When the roaches—or at least all those she could trap in the darkness—

were gone, she fasted for a long dark time. Then she ate her pet's undecayed flesh, half hoping even in her numbness that it would poison her. When she first saw the searing blue light of the Investors glaring through the shattered airlock, she crawled back on bony hands and knees, shielding her eyes.

The Investor crewman wore a spacesuit to protect himself from bacteria. She was glad he couldn't smell the reek of her pitch-black crypt. He spoke to her in the fluting language of the Investors, but her translator was dead. She thought then for a moment that they would abandon her, leave her there starved and blinded and half-bald in her webs of shed fiber-hair. But they took her aboard, drenching her with stinging antiseptics, scorching her skin with bacterial ultraviolet rays.

They had the jewel, but that much she already knew. What they wanted—

(this was difficult)—what they wanted to know was what had happened to their mascot. It was hard to understand their gestures and their pidgin scraps of human language. She had done something bad to herself, she knew that. Overdoses in the dark. Struggling in the darkness with a great black beetle of fear that broke the frail meshes of her spider's web. She felt very bad. There was something wrong inside of her. Her malnourished belly was as tight as a drum, and her lungs felt crushed. Her bones felt wrong. Tears wouldn't come. They kept at her. She wanted to die. She wanted their love and understanding. She wanted--Her throat was full. She couldn't talk. Her head tilted back, and her eyes shrank in the searing blaze of the overhead lights. She heard painless cracking noises as her jaws unhinged.

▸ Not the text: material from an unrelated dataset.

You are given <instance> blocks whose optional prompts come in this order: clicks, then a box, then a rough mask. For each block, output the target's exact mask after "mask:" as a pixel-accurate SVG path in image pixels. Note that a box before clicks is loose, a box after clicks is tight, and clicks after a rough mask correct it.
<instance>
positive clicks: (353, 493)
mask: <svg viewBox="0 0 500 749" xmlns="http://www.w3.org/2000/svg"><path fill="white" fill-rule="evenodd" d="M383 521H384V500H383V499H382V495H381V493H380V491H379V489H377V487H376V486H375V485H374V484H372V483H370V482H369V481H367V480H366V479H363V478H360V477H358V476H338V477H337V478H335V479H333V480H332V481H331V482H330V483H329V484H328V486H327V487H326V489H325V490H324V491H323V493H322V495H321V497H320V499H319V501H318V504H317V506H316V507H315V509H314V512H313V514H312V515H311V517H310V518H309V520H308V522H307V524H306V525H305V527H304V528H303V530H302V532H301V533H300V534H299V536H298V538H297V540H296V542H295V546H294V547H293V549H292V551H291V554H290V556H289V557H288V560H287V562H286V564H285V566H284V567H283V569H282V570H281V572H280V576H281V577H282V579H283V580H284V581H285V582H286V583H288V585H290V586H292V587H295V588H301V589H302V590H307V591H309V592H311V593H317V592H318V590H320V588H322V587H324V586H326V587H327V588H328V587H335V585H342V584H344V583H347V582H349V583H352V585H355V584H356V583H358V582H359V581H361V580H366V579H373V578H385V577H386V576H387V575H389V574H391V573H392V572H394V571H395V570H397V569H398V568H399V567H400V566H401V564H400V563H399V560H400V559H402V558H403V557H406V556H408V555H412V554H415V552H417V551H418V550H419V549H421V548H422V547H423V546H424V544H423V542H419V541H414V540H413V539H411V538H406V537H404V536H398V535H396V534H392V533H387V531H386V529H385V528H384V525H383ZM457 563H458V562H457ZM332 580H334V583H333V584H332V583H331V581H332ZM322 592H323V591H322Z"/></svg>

Her breathing stopped. It came as a relief. Antiperistalsis throbbed in her gullet, and her mouth filled with fluid.

A living whiteness oozed from her lips and nostrils. Her skin tingled at its touch, and it flowed over her eyeballs, sealing and soothing them. A great coolness and lassitude soaked into her as wave after wave of translucent liquid swaddled her, gushing over her skin, coating her body. She relaxed, filled with a sensual, sleepy gratitude. She was not hungry. She had plenty of excess mass.

In eight days she broke from the brittle sheets of her cocoon and fluttered out on scaly wings, eager for the leash.

Cicada Queen

It began the night the Queen called off her dogs. I'd been under the dogs for two years, ever since my defection.

My initiation, and my freedom from the dogs, were celebrated at the home of Arvin Kulagin. Kulagin, a wealthy Mechanist, had a large domestic-industrial complex on the outer perimeter of a midsized cylindrical suburb.

Kulagin met me at his door and handed me a gold inhaler. The party was already roaring. The Polycarbon Clique always turned out in force for an initiation.

As usual, my entrance was marked by a subtle freezing up. It was the dogs' fault. Voices were raised to a certain histrionic pitch, people handled their inhalers and drinks with a slightly more studied elegance, and every smile turned my way was bright enough for a team of security experts. Kulagin smiled glassily. "Landau, it's a pleasure. Welcome. I see you've brought the Queen's Percentage." He looked pointedly at the box on my hip.

"Yes," I said. A man under the dogs had no secrets.